Aquaponics to the rescue
By Treena Hein
“I am going to tell you something that you already know intuitively, that aquaponics is helping to rebuild the US aquaculture industry,” Dr George B. Brooks Jr tells the audience at this year’s Aquaculture America conference.
Brooks is an adjunct faculty member in the Department of Agriculture at Mesa Community College in Phoenix, Arizona and is actively involved in the evolution of urban agriculture and business development in the city.
Brooks noted that in the 1990s the US aquaculture industry was in serious trouble. There was an ageing workforce, difficulties in finding employees, a lack of new young entrants, a dearth of innovation and a reduction in extension programs. Then came the huge planes that enabled extensive low-cost imports, disrupting the business model for fish and seafood in the United States.

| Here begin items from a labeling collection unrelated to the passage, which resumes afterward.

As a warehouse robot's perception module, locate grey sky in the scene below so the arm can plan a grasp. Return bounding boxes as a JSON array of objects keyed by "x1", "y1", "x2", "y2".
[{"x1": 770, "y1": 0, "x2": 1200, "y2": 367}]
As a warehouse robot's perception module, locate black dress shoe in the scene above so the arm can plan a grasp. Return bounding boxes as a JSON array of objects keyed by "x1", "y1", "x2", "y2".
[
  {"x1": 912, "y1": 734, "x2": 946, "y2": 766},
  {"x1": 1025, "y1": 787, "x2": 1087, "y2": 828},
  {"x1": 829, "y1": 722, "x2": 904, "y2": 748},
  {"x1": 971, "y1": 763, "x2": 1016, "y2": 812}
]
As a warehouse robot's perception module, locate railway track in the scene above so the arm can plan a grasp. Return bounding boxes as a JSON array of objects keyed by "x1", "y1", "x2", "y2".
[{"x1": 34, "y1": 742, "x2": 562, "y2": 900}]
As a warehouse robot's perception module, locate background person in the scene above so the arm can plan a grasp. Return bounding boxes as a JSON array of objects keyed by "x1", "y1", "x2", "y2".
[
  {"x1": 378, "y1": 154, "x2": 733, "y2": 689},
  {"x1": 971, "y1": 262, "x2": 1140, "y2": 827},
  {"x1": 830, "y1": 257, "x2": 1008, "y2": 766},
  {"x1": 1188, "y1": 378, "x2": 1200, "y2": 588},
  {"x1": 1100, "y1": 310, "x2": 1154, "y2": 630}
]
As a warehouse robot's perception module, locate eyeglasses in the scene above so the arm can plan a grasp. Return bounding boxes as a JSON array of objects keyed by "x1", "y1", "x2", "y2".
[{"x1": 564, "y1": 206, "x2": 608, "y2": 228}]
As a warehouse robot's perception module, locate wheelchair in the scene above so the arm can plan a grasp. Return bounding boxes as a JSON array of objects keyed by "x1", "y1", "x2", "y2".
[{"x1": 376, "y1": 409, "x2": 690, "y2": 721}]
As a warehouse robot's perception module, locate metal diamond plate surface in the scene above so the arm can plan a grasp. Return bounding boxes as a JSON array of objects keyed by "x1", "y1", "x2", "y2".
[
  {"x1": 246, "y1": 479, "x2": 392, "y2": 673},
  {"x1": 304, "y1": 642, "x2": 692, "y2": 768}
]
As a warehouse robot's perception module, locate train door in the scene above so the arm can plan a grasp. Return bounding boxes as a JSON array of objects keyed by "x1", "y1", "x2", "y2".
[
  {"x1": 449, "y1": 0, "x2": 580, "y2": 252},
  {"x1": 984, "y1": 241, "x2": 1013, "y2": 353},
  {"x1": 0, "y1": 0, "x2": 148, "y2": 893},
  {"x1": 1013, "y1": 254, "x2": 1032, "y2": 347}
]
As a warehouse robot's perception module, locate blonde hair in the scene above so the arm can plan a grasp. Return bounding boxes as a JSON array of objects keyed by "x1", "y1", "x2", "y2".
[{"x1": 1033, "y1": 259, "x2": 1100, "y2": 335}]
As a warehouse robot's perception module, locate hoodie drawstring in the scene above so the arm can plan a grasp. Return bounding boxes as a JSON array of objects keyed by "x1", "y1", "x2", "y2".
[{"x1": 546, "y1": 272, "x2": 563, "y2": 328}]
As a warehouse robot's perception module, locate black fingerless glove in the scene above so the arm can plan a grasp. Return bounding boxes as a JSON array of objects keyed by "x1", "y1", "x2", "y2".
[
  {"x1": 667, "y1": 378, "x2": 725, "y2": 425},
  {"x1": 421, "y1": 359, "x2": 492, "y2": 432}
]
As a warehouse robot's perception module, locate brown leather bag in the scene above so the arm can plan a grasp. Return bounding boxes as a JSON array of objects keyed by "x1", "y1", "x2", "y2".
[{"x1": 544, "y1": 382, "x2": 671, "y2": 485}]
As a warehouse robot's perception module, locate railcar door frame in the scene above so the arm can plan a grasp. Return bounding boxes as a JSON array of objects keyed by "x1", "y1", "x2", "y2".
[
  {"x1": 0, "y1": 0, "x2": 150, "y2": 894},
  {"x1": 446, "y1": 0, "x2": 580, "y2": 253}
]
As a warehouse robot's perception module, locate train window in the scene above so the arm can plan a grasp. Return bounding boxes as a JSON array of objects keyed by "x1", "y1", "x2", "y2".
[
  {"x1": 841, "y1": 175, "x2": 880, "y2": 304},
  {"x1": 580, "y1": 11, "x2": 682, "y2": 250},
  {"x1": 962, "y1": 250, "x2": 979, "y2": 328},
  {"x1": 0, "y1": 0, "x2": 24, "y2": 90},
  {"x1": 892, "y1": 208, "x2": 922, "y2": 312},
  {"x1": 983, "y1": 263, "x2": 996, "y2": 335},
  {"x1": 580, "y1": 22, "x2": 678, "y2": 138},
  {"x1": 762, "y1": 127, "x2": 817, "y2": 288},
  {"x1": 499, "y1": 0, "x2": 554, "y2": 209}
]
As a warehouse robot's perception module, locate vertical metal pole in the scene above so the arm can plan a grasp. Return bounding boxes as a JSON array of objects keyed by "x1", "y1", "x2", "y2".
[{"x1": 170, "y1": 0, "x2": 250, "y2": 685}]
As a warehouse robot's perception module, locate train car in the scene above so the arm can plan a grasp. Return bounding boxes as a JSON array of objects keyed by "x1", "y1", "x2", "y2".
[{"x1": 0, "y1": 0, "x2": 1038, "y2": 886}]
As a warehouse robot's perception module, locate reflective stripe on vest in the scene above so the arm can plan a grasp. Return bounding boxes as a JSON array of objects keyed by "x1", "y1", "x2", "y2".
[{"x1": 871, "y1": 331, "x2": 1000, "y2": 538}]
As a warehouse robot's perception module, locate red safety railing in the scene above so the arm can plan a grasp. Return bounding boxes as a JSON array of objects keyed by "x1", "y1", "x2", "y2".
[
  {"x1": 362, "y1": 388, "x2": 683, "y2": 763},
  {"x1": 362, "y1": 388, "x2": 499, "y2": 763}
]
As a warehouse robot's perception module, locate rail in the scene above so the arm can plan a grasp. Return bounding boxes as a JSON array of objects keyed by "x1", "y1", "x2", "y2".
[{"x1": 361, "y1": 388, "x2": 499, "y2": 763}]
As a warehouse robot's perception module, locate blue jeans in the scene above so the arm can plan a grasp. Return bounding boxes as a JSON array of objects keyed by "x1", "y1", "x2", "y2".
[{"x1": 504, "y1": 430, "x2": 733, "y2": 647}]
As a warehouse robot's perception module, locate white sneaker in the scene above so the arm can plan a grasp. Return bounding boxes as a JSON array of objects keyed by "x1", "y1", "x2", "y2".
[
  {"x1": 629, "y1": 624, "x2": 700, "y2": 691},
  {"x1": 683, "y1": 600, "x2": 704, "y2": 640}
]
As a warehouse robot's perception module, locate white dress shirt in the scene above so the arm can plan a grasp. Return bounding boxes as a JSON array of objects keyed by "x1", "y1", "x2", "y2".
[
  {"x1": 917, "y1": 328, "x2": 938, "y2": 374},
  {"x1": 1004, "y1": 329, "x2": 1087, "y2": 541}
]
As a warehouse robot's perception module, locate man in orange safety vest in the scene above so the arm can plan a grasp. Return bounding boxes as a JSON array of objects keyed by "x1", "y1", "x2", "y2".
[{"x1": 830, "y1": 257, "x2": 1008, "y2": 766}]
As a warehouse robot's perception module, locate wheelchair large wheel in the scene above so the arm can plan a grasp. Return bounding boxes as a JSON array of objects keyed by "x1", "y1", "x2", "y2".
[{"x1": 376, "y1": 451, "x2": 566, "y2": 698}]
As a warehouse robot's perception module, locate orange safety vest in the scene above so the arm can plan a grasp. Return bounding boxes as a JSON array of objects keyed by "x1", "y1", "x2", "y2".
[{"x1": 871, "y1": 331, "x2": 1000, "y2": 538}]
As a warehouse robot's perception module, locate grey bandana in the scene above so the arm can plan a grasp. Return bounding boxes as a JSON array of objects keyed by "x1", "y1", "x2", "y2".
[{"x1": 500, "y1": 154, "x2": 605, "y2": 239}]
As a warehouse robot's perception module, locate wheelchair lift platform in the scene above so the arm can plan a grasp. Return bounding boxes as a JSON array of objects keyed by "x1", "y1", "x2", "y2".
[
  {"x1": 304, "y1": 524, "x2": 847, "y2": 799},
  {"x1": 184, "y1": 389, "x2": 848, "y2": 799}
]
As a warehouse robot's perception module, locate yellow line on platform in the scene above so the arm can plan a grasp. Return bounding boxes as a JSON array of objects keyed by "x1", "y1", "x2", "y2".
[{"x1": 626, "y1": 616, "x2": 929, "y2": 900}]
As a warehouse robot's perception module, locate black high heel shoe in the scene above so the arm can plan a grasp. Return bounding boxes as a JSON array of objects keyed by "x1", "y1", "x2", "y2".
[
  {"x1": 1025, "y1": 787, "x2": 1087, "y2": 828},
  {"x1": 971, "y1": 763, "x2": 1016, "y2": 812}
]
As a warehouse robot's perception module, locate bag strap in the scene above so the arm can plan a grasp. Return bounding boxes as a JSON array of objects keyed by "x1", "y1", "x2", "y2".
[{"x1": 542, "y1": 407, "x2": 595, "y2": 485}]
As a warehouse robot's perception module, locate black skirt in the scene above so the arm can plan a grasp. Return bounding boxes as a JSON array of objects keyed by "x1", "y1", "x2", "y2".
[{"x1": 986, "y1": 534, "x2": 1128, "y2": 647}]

However, Brooks believes domestic production of fish and other species can recover in the US, and the market is huge. In a post on ‘The Aquaponic Gardening Community’ forum in November 2017, Brooks stated that “the United States currently only produces 10 percent of the seafood it eats,” producing about 500 million lbs of the 5 billion lbs that’s consumed annually. “For us to just increase that by 5 percent of the total would require an additional 250 million lbs of product,” he stated, which is “far from impossible.” He says “millions of dollars are now being devoted to reviving our industry. The only question is what role will aquaponics play?”
Brooks believes that it will play an important role across the nation, and shared many signs of progress during his Aquaculture America 2018 presentation. As an example, he pointed out that in Wisconsin, the number of aquaculture farms has recently jumped from 2,300 to 2,800, with 300 of the 500 new farms being aquaponics operations. In Brooks’ home city of Phoenix, large organizations like Vitalyst Health Foundation are actively supporting aquaponics and other types of urban farming because, he says, the products “can provide health, healthy neighbourhoods, healthy people.”

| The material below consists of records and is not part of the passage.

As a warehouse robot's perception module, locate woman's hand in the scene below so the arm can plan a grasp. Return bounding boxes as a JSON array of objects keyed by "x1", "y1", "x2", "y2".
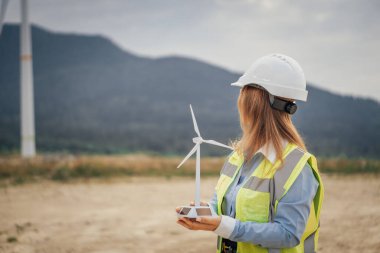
[{"x1": 176, "y1": 202, "x2": 222, "y2": 231}]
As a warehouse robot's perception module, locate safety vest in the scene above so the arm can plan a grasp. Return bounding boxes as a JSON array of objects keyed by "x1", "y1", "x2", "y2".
[{"x1": 215, "y1": 142, "x2": 324, "y2": 253}]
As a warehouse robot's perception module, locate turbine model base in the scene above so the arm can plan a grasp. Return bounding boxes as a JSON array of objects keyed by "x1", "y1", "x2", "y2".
[{"x1": 177, "y1": 206, "x2": 217, "y2": 218}]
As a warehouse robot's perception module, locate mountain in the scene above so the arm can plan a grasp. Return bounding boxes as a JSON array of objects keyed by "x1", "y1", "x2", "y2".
[{"x1": 0, "y1": 25, "x2": 380, "y2": 158}]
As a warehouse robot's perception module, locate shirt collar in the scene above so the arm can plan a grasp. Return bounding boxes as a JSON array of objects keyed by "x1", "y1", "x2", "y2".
[{"x1": 255, "y1": 139, "x2": 288, "y2": 164}]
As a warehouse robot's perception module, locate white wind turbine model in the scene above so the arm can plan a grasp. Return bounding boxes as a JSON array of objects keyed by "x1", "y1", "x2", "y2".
[
  {"x1": 177, "y1": 105, "x2": 233, "y2": 218},
  {"x1": 0, "y1": 0, "x2": 36, "y2": 157}
]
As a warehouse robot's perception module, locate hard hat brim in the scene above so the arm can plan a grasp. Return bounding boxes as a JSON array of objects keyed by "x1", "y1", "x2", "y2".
[{"x1": 231, "y1": 82, "x2": 308, "y2": 102}]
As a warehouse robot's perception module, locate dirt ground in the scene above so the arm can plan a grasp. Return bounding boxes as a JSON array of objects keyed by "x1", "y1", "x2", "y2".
[{"x1": 0, "y1": 175, "x2": 380, "y2": 253}]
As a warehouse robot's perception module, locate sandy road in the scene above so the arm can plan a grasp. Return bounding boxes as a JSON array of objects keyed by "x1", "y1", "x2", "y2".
[{"x1": 0, "y1": 175, "x2": 380, "y2": 253}]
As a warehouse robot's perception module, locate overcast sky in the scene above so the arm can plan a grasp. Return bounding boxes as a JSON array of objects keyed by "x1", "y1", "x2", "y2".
[{"x1": 5, "y1": 0, "x2": 380, "y2": 101}]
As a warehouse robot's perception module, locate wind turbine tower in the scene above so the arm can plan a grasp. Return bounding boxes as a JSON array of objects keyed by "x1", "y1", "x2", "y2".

Municipal leaders, adds Brooks, in cities like Phoenix and Boston, so badly want urban agriculture that “we are now able with new techniques to bring this directly into the city, whether that’s a community garden, urban farm or a vertical garden…Everyone can have a farm, whether it’s in your backyard or an urban space that couldn’t become anything else.”
An aquaponics demonstration project proposal was recently put before Phoenix city council, and the Phoenix Office of Environmental Programs was recently awarded a $400,000 grant from the US Environmental Protection Agency to remove hazardous substances from brownfield properties and to redevelop them in ways that improve public health, including aquaponics, hydroponics, controlled environment, community and school gardens. In Phoenix as well, Mesa Community College has a ‘Center for Urban Agriculture,’ which promotes “healthy eating and living through sustainable urban agriculture, aquaponics, and local food production.” Brooks says his aquaponics courses are overbooked.
At the same time progress is being made, much remains to be accomplished for aquaponics and aquaculture in Brooks’ home state and beyond. “In Arizona,” he says, “we are seeing increasing new farms, farmers of all ages, an institutional desire to support these farms and successful training programs, but we need new system designs, a processing hub, new species, we need an experimental station, and we need more access to capital.”